La Banque centrale européenne devrait maintenir son taux directeur inchangé à 2,25 % lors de la réunion de jeudi, après la hausse de 25 pdb bien signalée de juin. Le Conseil des gouverneurs devrait conserver une approche dépendante des données, réunion après réunion et, en l’absence de nouvelles projections macroéconomiques, le message devrait surtout dépendre des prochaines publications d’inflation et de croissance. Les indicateurs d’IPC de la zone euro évoluent légèrement sous la prévision centrale de la BCE, tandis que le rebond des prix de l’énergie reste en deçà de l’hypothèse du scénario de base.
Le market pricing demeure restrictif. La courbe des swaps intègre pleinement une hausse de 25 pdb en septembre et plus de 50 pdb de resserrement sur les douze prochains mois, ce qui porterait le taux directeur à 2,75 %. Un tel niveau se situerait proche du haut de la fourchette de taux neutre estimée par la BCE, à 1,75 %–3,00 %. Avec une économie de la zone euro toujours en dessous de son potentiel, un durcissement supplémentaire est plutôt perçu comme limitant le risque baissier sur l’euro que comme de nature à générer des gains durables, dans la mesure où il pourrait accroître la probabilité d’un ajustement à la baisse des anticipations de taux de la BCE.
Perspectives de la BCE et contexte macroéconomique de la zone euro
Nous anticipons que la Banque centrale européenne maintiendra son principal taux d’intérêt à 2,25 % ce jeudi, après le relèvement de 25 points de base intervenu en juin. Alors que l’inflation de la zone euro se situe actuellement légèrement en dessous des prévisions centrales de l’institution, les décideurs devraient très probablement s’en tenir à une approche prudente et dépendante des données. Cette pause implique que les intervenants sur dérivés doivent plutôt se préparer à une phase de consolidation qu’à une sortie de range marquée pour l’euro.

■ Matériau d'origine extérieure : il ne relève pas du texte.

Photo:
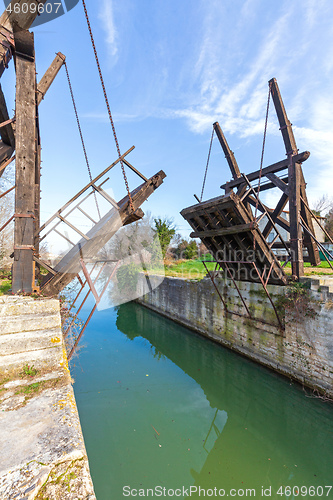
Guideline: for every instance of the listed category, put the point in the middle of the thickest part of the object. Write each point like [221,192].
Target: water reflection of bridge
[264,432]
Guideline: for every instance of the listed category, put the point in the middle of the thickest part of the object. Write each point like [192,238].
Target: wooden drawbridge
[24,139]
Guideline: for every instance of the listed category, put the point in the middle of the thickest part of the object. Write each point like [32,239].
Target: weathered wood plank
[15,20]
[291,148]
[99,235]
[275,214]
[6,133]
[49,76]
[26,137]
[279,183]
[230,157]
[241,228]
[275,167]
[296,243]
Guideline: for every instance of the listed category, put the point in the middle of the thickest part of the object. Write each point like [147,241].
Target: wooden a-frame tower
[230,226]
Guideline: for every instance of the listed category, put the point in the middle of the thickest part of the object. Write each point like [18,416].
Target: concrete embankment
[302,349]
[42,452]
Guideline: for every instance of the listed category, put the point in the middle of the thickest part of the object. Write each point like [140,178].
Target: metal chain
[107,104]
[262,156]
[80,132]
[204,181]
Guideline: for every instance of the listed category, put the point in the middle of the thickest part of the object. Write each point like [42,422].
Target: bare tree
[323,205]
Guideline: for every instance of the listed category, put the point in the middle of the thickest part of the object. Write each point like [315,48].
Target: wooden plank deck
[226,228]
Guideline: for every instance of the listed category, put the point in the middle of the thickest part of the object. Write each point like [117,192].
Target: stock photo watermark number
[46,11]
[282,491]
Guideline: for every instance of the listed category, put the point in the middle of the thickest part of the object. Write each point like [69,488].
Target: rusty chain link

À ce stade, le marché des swaps price de manière agressive une hausse en septembre et plus de 50 points de base de resserrement cumulé sur les douze prochains mois, ce qui porterait les taux à 2,75 %. Toutefois, avec une croissance de la zone euro qui demeure atone à seulement 0,2 % sur les derniers trimestres, l’économie évolue toujours nettement en dessous de son potentiel. Selon nous, cette fragilité conjoncturelle rend ces anticipations de hausses de taux vulnérables et exposées à des révisions à la baisse.
Stratégies de trading et implications de marché
Pour les intervenants sur dérivés, cet environnement suggère que le risque de baisse de l’euro face au dollar est fortement contenu, mais que son potentiel de hausse reste strictement plafonné. Plutôt que d’acheter des calls EUR en direct, nous recommandons de vendre des puts hors de la monnaie ou d’utiliser des stratégies options de range, telles que les iron condors. Les données historiques montrent que lorsque la BCE marque une pause près du haut de sa zone neutre — estimée entre 1,75 % et 3,00 % — la paire EUR/USD tend à évoluer dans des bandes serrées et relativement prévisibles.
Les statistiques récentes du marché des changes indiquent que la volatilité implicite de l’EUR/USD a reculé vers des plus bas annuels, signe d’un marché qui n’anticipe pas de mouvements explosifs. Par ailleurs, les positions nettes longues euro des fonds à effet de levier commencent à se réduire, confirmant que l’appétit pour un rallye massif de l’euro s’essouffle. En privilégiant des stratégies de portage via encaissement de prime au cours des prochaines semaines, il est possible de tirer parti de ce marché lent et évoluant en range.